Ce qui est paradoxal c’est qu’il vise à faire progresser le niveau de protection là où il y a un déficit et il est vrai, à une nécessité de changer les choses pour les journalistes et les médias indépendants. Malheureusement, en vérité « on ne fait pas d’omelette sans casser des œufs » et c’est donc la France et l’ensemble des Etats membres de l’UE qui offrent des garanties supérieures au texte proposé par la Commission qui risquent de devoir se mettre en conformité avec la recette de « l’omelette bruxelloise ».

Il en résulte concrètement que si le texte ne change pas d’orientation, la loi de 1881 en France devra être réécrite de façon substantielle.

À titre d’exemple, la dissociation opérée par le projet de règlement entre responsabilité éditoriale et responsabilité juridique nie à la fois l’existence du directeur de publication, responsable de plein Droit, du contenu de la publication, et le régime de responsabilité en cas d’infraction de presse.

 L’article 6 de la proposition de règlement, dont le but est d’élever les garanties de pluralisme et d’indépendance éditoriale, ne vise que les médias fournissant des contenus d’actualité (« providing news and current affairs content »). Or, la loi française sur la liberté de la presse du 29 juillet 1881 prévoit une responsabilité civile et pénale du directeur de publication en tant qu’auteur principal des crimes et délits commis par la voie de la presse, à l’exclusion de toute responsabilité pénale des personnes morales (art. 43.1 de la loi du 29 juillet 1881 : « Les dispositions de l’article 121-2 du code pénal ne sont pas applicables aux infractions pour lesquelles les dispositions des articles 42 ou 43 de la présente loi sont applicables »). Ce principe a été repris en matière audiovisuelle par les articles 93-2 et 93-3 de la loi du 29 juillet 1982.

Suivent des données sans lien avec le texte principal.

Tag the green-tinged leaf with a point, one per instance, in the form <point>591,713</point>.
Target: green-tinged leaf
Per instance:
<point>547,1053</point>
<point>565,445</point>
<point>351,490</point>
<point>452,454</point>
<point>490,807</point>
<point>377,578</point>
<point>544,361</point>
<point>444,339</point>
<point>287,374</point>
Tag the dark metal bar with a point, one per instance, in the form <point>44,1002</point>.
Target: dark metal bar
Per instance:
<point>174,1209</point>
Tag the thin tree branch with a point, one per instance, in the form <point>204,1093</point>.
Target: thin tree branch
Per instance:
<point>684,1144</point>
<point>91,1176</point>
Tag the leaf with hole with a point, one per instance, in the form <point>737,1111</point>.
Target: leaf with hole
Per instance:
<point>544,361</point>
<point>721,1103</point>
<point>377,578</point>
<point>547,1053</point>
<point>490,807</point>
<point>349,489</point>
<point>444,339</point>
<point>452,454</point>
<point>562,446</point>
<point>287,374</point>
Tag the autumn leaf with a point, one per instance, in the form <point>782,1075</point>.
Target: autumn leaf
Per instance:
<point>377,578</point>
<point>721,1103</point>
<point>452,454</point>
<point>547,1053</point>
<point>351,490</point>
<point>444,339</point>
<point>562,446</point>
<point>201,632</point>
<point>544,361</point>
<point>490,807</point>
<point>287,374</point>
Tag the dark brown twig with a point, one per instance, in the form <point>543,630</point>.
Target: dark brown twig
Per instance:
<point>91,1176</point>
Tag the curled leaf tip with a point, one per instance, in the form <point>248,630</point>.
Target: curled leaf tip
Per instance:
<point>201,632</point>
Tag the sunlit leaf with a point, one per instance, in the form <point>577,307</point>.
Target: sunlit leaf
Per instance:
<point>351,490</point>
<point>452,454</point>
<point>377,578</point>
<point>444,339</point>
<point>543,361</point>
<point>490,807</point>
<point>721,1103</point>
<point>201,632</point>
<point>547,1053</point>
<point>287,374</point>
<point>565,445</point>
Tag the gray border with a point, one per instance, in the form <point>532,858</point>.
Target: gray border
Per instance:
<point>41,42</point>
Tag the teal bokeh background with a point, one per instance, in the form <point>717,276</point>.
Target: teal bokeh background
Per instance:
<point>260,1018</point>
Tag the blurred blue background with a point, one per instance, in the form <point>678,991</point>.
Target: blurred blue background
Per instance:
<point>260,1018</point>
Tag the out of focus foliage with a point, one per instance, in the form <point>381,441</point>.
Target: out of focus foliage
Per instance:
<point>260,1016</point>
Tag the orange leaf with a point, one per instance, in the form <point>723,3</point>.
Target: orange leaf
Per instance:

Il en résulte qu’en droit français, il n’existe qu’un statut unique de responsabilité, quelle que soit la nature de la publication. Les publications de contenus d’actualité comme les autres sont soumis aux mêmes règles et c’est là une des grandes forces de la loi de 1881 : qu’il s’agisse d’une publication de contenus pour enfants ou d’un quotidien, le régime de responsabilité est le même.

En droit européen, il faut souligner que ce principe de responsabilité pénale du directeur de publication a été considéré comme conforme à la convention de la Cour européenne des droits de l’Homme (CEDH, 24 sept. 2013, Belpietro c/ Italie, § 58 : annexe 2 ; CEDH, 30 mars 2004, Radio France  c/France , § 24 : annexe 3)

Il est crucial de maintenir cette architecture intacte, au risque de la voir s’effondrer comme la flèche de Notre Dame après l’incendie.

Autre lacune de ce projet de règlement européen… Il semble ignorer les évolutions ou révolutions technologiques en cours. Comment peut-on faire l’impasse sur la disruption technologique amenée par les algorithmes et l’intelligence artificielle générative ?

Comment un texte qui vise à garantir aux citoyens européens un droit à une information non « truquée » peut-il faire l’économie des questions fondamentales soulevées par l’essor exponentiel des IA génératives de textes, d’images, de sons et très prochainement de vidéos ?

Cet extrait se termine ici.